You can see the package of Semolina Flour in the picture above. Semolina flour is ground from the endosperm of the hard durum wheat berry. It is the perfect flour for your pasta making due to its very high levels of protein and cellulose (the substance that helps keep the cooked pasta firm). I chose to follow the recipe on the package which called for equal parts AP flour and Semolina. The package called for 6 large eggs to be added. All I have are medium sized eggs and the dough was a little dry to start. (I’m okay. I have a healthy self image.)
I tried to mix the dough in my new Cuisinart food processor which sports a dough kneading feature. In Cuisinart’s DVD it works great with baguettes and soft doughs but not so much with this pasta recipe.
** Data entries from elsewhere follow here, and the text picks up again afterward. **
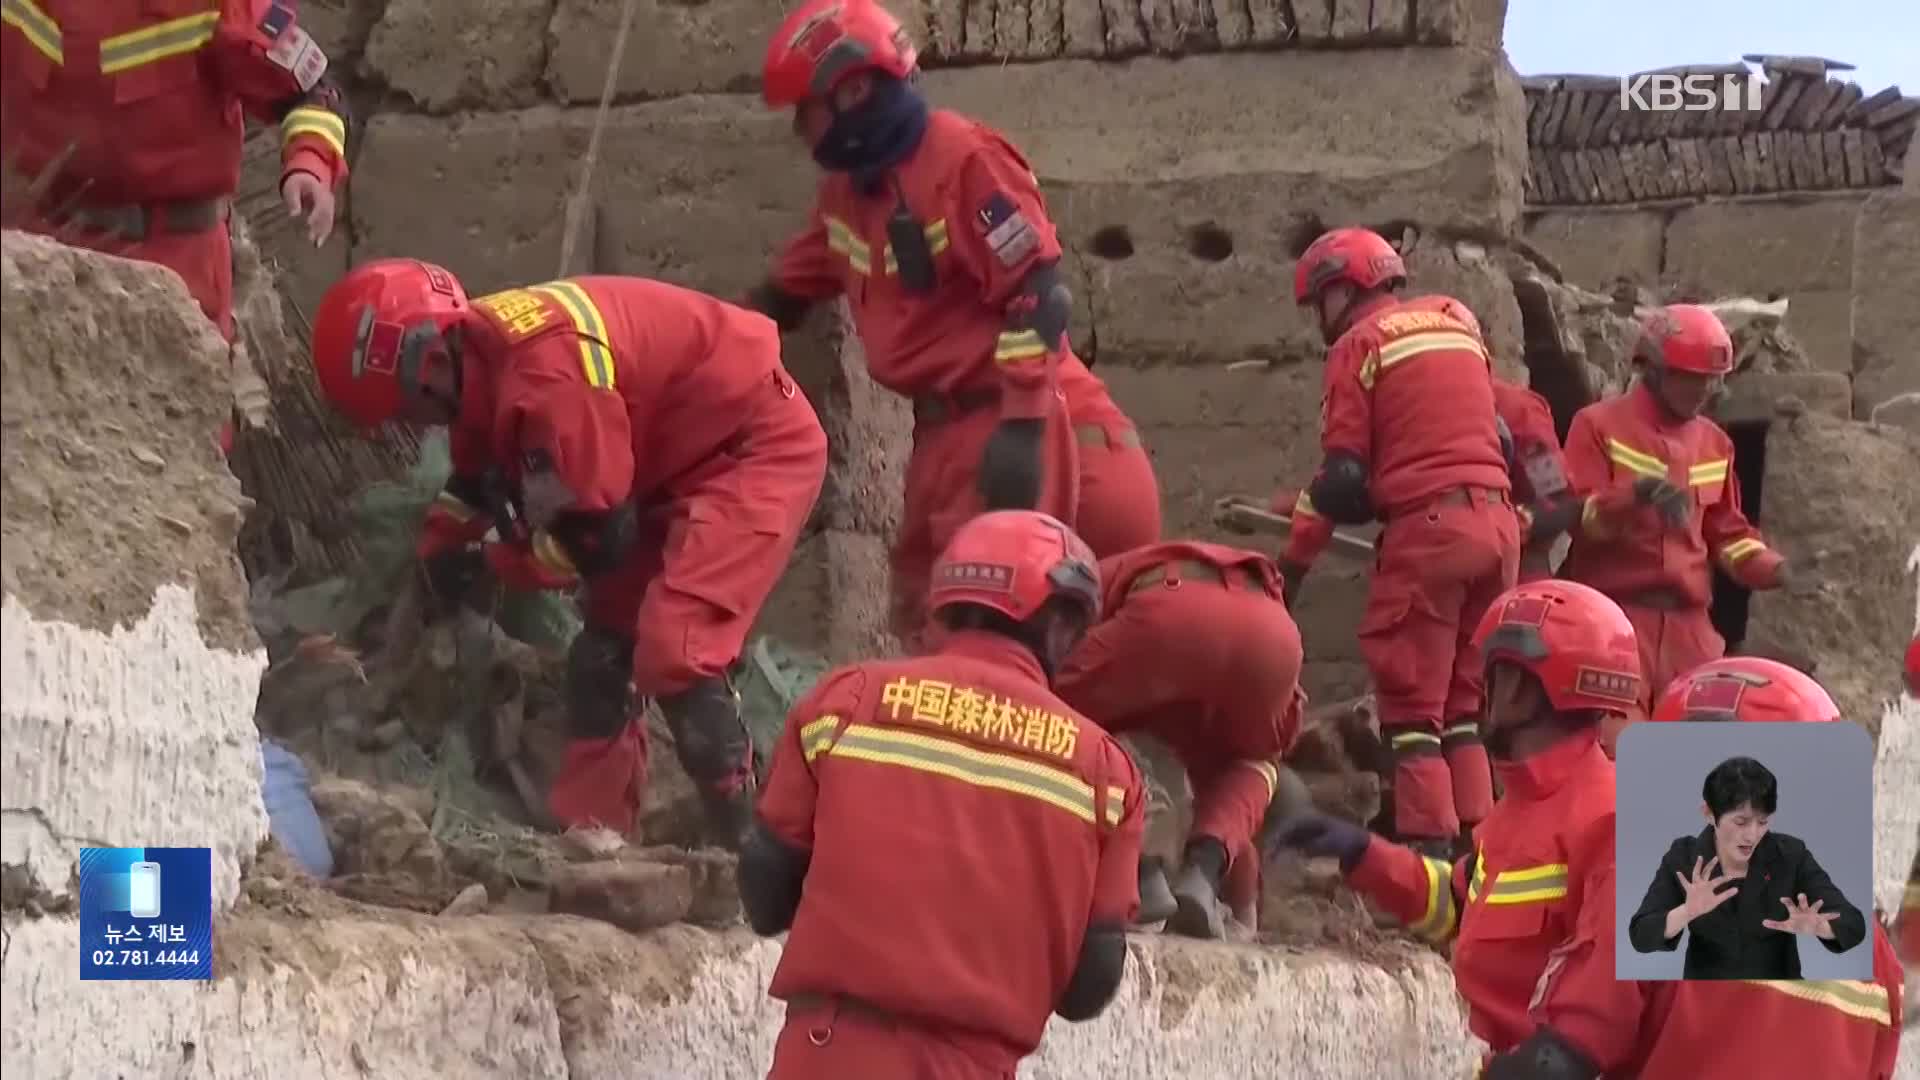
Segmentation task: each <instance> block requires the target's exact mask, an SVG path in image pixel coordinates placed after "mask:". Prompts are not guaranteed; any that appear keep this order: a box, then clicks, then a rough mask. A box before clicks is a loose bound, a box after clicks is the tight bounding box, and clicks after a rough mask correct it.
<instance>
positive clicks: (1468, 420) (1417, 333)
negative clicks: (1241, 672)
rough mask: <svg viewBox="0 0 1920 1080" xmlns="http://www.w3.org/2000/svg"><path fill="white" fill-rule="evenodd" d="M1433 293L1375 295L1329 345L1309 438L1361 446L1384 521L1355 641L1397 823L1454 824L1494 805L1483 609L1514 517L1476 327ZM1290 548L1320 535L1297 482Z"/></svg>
mask: <svg viewBox="0 0 1920 1080" xmlns="http://www.w3.org/2000/svg"><path fill="white" fill-rule="evenodd" d="M1430 304H1432V300H1430V298H1419V300H1413V302H1407V304H1400V302H1396V300H1392V298H1380V300H1377V302H1373V304H1369V306H1367V307H1363V309H1361V311H1359V313H1357V319H1356V321H1354V325H1352V329H1348V331H1346V332H1344V334H1340V340H1336V342H1334V344H1332V348H1331V350H1329V354H1327V377H1325V394H1323V402H1321V429H1323V430H1321V448H1323V450H1325V452H1327V454H1329V455H1334V454H1344V455H1354V457H1359V459H1361V461H1367V467H1369V479H1367V494H1369V498H1371V502H1373V511H1375V515H1377V517H1379V519H1382V521H1386V528H1384V530H1382V532H1380V538H1379V542H1377V546H1379V555H1377V561H1375V569H1373V584H1371V588H1369V590H1367V611H1365V615H1363V617H1361V623H1359V648H1361V655H1363V657H1365V661H1367V669H1369V673H1371V675H1373V686H1375V694H1377V698H1379V707H1380V724H1382V726H1384V728H1390V730H1392V732H1394V736H1392V744H1394V751H1396V759H1398V765H1396V774H1394V822H1396V830H1398V832H1400V836H1407V838H1430V840H1450V838H1453V836H1455V834H1459V830H1461V826H1463V824H1465V826H1473V824H1476V822H1478V821H1480V819H1484V817H1486V813H1488V807H1490V805H1492V798H1494V796H1492V784H1490V780H1488V771H1486V749H1484V748H1482V746H1480V734H1478V715H1480V705H1482V671H1480V653H1478V650H1475V648H1473V632H1475V628H1476V626H1478V621H1480V615H1482V613H1484V611H1486V607H1488V605H1490V603H1492V601H1494V598H1498V596H1500V594H1501V592H1505V590H1507V588H1511V586H1513V580H1515V573H1517V563H1519V521H1517V519H1515V515H1513V509H1511V500H1509V490H1511V484H1509V479H1507V461H1505V457H1503V455H1501V452H1500V429H1498V425H1496V421H1494V377H1492V365H1490V361H1488V357H1486V350H1484V346H1482V344H1480V340H1478V336H1476V334H1475V332H1473V331H1471V329H1469V327H1467V325H1463V323H1459V321H1457V319H1453V317H1452V315H1448V313H1444V311H1432V309H1423V306H1430ZM1292 511H1294V525H1292V532H1290V536H1288V542H1286V555H1284V557H1286V561H1290V563H1298V565H1311V561H1313V557H1315V555H1319V552H1321V550H1323V548H1325V546H1327V542H1329V540H1331V536H1332V523H1331V521H1327V519H1325V517H1321V515H1319V513H1317V511H1315V509H1313V505H1311V500H1309V498H1308V496H1306V494H1302V496H1300V500H1298V502H1296V503H1294V507H1292Z"/></svg>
So I took extra time and care running the dough through the pasta rollers, on the widest settings, until I got a smooth elastic sheet to make my raviolis. I would insert the dough into the rollers and collect it as it came out. After folding it into thirds I would would reintroduce the pasta to the rollers (Rollers – Pasta, Pasta – Rollers) at a 90° angle. I spent about half and hour running sheets through the rollers to get the right consistency. Next time I’ll use my mixer with a dough hook.
Filling these little beatsies took a gentle hand as too much filling spills on to the sealing edges and can cause a blow out when boiling.
After placing a sheet of pasta on the ravioli mold and making the depressions for the filling, egg wash is required. We applied this to the entire surface of the bottom and top sheet of pasta. This is literally the glue that binds the two together. A little gentle pressing with the hands then a roller to cut the edges and voila! Ravioli, Tom Fool Cookery style.
I cooked these little guys in gently boiling salted water until they float evenly on the surface. Using a small strainer I fished them gently from the water, tapped the strainer bottom on a towel to remove excess moisture then plated them up! Hmm, perhaps a little brown butter to top them off. What do you think?
Eat Well and Smile Often!!
p.s. I suggest enjoying them with a little wine.